As a long time enterprise infrastructure specialist, I’ve spent countless hours trying to optimize the performance of environments. Early in my career, I spent some time on a team who worked very closely with the monitoring team where I learned how hard it was to correlate the volumes of data collected. We were collecting so much data about our environment that it was almost overwhelming. Things like the temperature of the CPU, how many storage IOs were pending, and memory usage was. We had all this awesome data and what did we do with it? We set up monitoring to make sure numbers didn’t cross a certain threshold. When it did cross that threshold, we sent an alert. All this data at our fingertips and all we used it was for alerting. I knew something was off, but I was green and didn’t understand that we were missing the bigger picture.
That was a long time ago, and I’m on a very different career path now, and I’ve learned that data matters. What I’ve learned is that we can use technical data to make business decisions. If you’ve never had to write a business justification for spending IT dollars this may seem foreign to you, so let me explain. Let’s say I have a server running a business critical application responsible for batch processing and sending invoices. Without this application, the bills never get sent to the customers, and the money stops coming in. When the money stops flowing the wheels of the business stop rolling, and it’s a huge problem. The physical server this application runs on is 6 years old, but it meets the business need. No one never complains about performance so it’s largely out of people’s minds. To the IT operation folks, this s an aging server that needs to be replaced, but that doesn’t translate into business value.
Is the IT operations person wrong? The answer is, of course, that it depends. To understand this, we really need to understand the performance characters of the server in question. Let’s look at the completely fictional story of an IT operations guy, let’s call him Alex.

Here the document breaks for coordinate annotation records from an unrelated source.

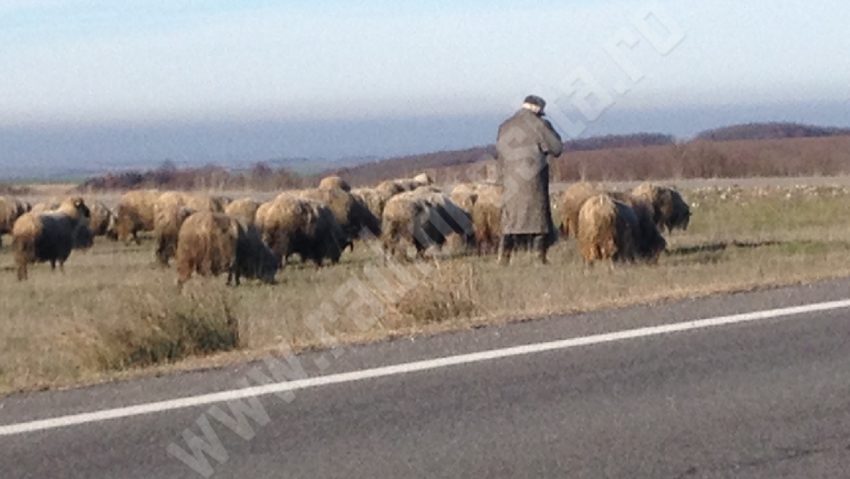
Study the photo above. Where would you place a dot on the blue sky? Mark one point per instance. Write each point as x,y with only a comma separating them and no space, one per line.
84,63
102,60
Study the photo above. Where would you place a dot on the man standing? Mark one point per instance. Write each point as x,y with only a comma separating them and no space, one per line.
526,141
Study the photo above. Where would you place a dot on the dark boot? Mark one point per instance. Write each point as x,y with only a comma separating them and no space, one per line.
541,248
505,248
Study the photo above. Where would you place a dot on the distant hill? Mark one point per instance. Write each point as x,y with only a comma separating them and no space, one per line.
619,141
399,167
770,131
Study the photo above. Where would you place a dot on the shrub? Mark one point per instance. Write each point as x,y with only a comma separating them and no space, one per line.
166,328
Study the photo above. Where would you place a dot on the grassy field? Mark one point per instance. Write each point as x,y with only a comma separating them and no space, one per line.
115,314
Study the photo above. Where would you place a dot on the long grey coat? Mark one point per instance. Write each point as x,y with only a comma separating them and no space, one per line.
524,145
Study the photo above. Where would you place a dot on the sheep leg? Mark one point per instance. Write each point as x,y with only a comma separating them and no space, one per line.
22,272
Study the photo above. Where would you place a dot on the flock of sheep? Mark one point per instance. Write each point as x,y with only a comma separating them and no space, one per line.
210,235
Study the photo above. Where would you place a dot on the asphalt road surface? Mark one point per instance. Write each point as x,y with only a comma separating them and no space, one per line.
768,397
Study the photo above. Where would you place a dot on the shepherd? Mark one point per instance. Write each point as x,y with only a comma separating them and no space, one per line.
525,143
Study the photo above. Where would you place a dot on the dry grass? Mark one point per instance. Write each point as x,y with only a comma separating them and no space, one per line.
115,311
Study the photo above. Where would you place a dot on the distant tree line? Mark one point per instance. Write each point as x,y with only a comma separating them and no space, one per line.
168,176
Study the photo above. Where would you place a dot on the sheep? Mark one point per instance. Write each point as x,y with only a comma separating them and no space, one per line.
46,206
422,218
102,221
487,218
243,210
353,216
618,229
453,221
570,204
291,224
670,209
170,210
375,198
50,237
465,195
334,182
210,244
134,214
10,210
605,230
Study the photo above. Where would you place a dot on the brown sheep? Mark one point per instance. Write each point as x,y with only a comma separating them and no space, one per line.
134,214
10,210
487,218
334,182
670,209
46,206
571,201
291,224
41,237
465,195
243,210
102,220
605,230
376,198
170,210
210,244
618,229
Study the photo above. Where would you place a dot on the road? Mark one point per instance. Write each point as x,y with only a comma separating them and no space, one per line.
762,398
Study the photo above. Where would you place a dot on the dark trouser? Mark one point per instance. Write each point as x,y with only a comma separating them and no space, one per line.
537,243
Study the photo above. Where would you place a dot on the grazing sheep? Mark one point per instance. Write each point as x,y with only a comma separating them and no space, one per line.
376,198
210,244
334,182
50,237
452,220
372,199
670,209
291,224
46,206
352,215
465,195
243,210
423,179
618,229
170,210
605,230
571,201
102,221
487,218
422,218
254,258
168,220
206,245
10,210
135,213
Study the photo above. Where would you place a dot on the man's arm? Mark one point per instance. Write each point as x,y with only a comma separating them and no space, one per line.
552,142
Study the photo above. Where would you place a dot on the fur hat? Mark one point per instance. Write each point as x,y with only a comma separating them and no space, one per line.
534,103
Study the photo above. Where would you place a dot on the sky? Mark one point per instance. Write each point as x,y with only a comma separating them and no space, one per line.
140,80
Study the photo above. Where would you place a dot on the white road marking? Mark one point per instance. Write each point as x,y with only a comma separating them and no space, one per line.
406,368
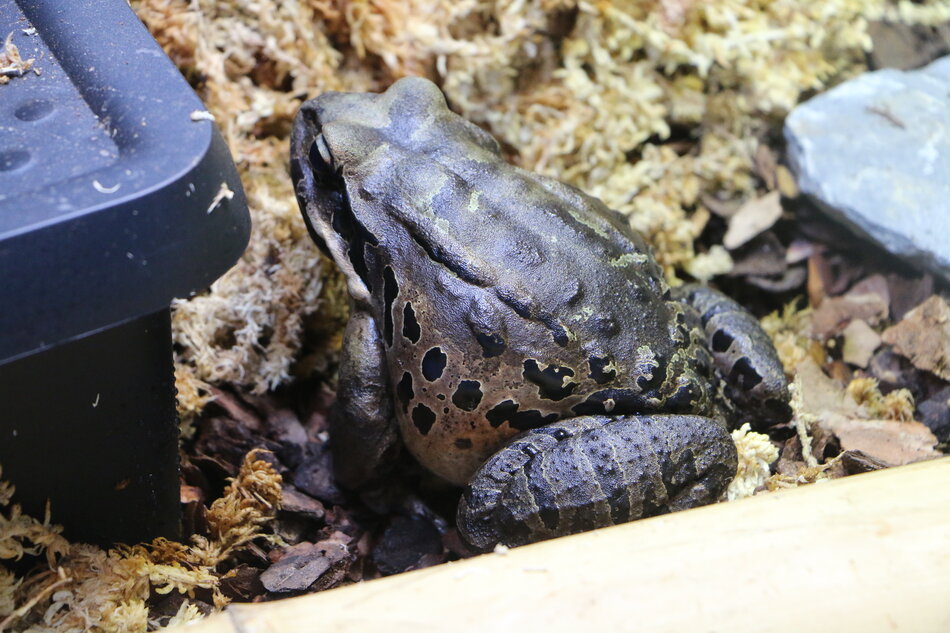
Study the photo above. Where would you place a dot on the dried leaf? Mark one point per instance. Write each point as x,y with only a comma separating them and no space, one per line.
923,336
894,443
860,343
752,218
869,301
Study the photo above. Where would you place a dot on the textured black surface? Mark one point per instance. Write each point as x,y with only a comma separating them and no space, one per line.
104,215
107,213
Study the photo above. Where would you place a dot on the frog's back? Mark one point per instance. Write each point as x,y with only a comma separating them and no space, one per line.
509,300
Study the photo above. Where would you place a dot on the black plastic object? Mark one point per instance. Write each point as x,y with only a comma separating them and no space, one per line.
111,204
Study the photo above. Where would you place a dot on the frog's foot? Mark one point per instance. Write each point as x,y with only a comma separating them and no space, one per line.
743,354
594,471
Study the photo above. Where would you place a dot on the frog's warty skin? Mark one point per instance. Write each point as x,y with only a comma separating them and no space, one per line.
489,301
589,472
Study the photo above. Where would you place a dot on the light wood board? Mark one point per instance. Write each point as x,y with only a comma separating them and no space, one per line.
861,554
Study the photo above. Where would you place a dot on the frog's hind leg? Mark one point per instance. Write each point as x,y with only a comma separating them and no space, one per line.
743,354
594,471
363,433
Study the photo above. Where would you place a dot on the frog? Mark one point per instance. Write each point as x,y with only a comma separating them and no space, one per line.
515,335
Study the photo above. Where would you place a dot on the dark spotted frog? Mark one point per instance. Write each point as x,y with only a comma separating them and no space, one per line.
514,333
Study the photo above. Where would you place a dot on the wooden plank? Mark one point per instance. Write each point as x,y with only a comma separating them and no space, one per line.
862,554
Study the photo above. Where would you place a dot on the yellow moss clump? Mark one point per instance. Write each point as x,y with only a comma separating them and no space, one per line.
88,589
896,405
756,455
588,92
789,331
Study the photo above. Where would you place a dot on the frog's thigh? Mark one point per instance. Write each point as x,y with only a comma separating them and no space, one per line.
743,353
595,471
363,433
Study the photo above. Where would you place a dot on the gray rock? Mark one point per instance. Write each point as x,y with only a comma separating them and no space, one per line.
874,154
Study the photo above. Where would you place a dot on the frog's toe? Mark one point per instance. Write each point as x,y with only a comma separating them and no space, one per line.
595,471
744,355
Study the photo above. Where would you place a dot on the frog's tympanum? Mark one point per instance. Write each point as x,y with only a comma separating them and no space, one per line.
513,332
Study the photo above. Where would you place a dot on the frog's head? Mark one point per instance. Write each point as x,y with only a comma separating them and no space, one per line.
344,139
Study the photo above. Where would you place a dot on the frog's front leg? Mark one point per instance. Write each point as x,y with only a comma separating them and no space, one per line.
743,354
594,471
363,432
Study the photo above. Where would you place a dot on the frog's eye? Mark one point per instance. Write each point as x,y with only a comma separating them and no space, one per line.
326,158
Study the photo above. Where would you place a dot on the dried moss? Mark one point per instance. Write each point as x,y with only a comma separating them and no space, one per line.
589,92
84,588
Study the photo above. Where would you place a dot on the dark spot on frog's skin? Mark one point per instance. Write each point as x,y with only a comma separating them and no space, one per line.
467,395
433,364
597,373
352,232
744,374
410,327
501,413
713,310
390,290
507,411
683,399
656,379
604,325
626,401
776,410
404,390
423,417
550,381
721,341
492,344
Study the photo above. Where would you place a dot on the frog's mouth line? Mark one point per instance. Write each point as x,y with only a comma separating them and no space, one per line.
321,189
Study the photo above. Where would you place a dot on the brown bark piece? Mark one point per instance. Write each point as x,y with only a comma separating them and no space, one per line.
752,218
894,443
869,301
860,343
923,336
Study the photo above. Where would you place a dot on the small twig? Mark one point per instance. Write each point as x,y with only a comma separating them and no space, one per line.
887,114
32,602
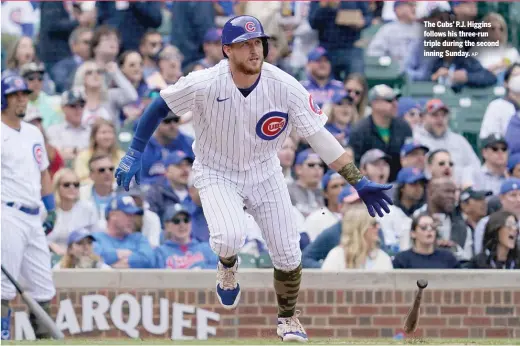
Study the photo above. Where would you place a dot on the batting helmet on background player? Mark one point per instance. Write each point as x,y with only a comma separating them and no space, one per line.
10,85
243,28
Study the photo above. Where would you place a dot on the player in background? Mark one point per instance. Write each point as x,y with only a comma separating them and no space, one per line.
243,109
25,181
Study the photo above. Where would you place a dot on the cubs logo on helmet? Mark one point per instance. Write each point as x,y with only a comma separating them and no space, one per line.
271,125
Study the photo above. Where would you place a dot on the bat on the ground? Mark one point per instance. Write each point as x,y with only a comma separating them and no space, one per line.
412,319
36,309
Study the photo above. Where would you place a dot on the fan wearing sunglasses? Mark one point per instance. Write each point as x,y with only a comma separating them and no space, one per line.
33,73
180,250
494,170
71,212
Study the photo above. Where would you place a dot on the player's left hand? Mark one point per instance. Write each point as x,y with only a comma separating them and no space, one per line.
50,221
374,196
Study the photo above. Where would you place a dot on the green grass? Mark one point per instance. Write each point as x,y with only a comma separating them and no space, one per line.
417,341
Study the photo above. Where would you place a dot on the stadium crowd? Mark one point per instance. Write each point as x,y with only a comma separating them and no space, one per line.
94,66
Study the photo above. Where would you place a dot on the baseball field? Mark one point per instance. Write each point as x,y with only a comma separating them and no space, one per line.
380,342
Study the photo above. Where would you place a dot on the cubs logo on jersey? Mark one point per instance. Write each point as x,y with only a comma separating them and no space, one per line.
314,106
271,125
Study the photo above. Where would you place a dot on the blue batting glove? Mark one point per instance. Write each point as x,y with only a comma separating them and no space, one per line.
129,167
374,196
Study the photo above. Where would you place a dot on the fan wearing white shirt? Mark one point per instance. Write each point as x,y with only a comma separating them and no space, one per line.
359,244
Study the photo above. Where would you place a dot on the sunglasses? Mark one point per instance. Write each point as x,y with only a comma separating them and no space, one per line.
170,120
444,163
177,221
104,169
69,184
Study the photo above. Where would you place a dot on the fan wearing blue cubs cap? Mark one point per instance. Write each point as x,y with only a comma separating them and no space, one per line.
243,109
26,183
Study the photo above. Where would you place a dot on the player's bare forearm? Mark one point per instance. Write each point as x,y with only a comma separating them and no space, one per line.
46,183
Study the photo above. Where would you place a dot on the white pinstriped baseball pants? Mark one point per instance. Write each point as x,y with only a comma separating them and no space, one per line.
268,201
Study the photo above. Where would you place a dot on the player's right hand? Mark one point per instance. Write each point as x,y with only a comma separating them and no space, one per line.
129,167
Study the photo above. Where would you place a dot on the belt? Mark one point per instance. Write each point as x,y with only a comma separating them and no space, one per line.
27,210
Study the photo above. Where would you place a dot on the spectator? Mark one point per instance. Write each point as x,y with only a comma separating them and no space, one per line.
173,187
33,116
101,190
497,59
424,254
458,72
305,192
102,142
494,170
190,22
339,25
453,232
212,47
341,117
150,47
63,71
58,20
320,82
500,111
180,250
286,156
381,130
70,137
510,202
413,154
359,246
193,205
102,101
166,139
410,110
436,134
80,254
71,212
139,16
148,223
513,165
409,192
357,87
500,246
20,53
119,246
329,215
394,39
33,74
474,206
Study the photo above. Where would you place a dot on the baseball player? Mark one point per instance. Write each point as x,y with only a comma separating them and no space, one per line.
243,110
25,181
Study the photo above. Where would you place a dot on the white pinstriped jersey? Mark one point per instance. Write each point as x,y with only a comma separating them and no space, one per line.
23,159
234,133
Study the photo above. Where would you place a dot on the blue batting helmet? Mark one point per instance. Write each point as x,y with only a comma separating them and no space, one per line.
243,28
10,85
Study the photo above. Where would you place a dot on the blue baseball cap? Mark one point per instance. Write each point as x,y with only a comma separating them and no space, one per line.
213,35
316,54
512,162
510,184
304,155
176,157
350,192
327,177
406,104
78,235
123,203
410,175
174,210
410,146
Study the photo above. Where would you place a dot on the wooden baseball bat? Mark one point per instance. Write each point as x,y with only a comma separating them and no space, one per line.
36,309
412,319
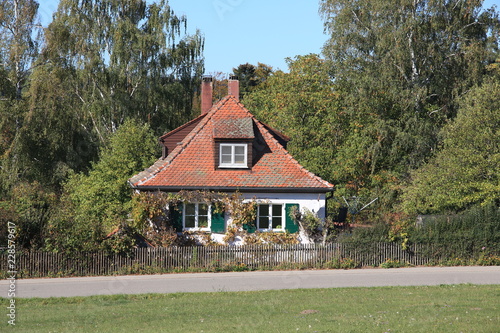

With all the information being collected Alex can see that the nightly batch process consumed 100% of its CPU. Alex was also able to see that a dozen times a day the server was using all its memory. To Alex what does this all mean? That sometimes we are doing more work than we can handle. That is all he knows. What he can’t see is what the application is doing during does spikes so he makes notes of the peak times and decides to talk to the application support team. Once Alex talks to Jen from the application team, he is able to connect the dots that this is when a sales guy is entering a big order in. Alex knows he needs to talk to a sales guy to understand what is actually going on so he calls Todd, who tells him every time he uses the system to enter a sale he has to wait for 45 minutes. Todd has said it has always been like this so he has never complained to anyone. Alex now has a clear picture of what’s going on and enough information to see he can give the sales guy back hours of their day to make more sales. Even just giving Todd back 45 minutes a day is worth the cost of a new server.
I know the storage above is a simple example, but it holds true for any time IT is looking to spend money. IT can’t keep being a segmented cost center for the business and until you have insight into how changes in infrastructure impact the business that will never happen. I recently had a chance to meet with the team at CloudPhysics at Tech Field Day 11, and I have to say I was impressed. Right now the software collected and reports on all measure of metrics inside VMware as an initial scope. It collects loads of data and uploads it to their centralize data lake. The data is compared and correlates it in from phenomenal ways. It will take VM data, host data, and data store data and even knowledge base articles to gain insights into the performance of the system. On top of that CloudPhysics is building a platform which allows you to see how a workload would change if the underlying infrastructure would change. I was very impressed bu the team, but don’t take my word for it check it out for yourself.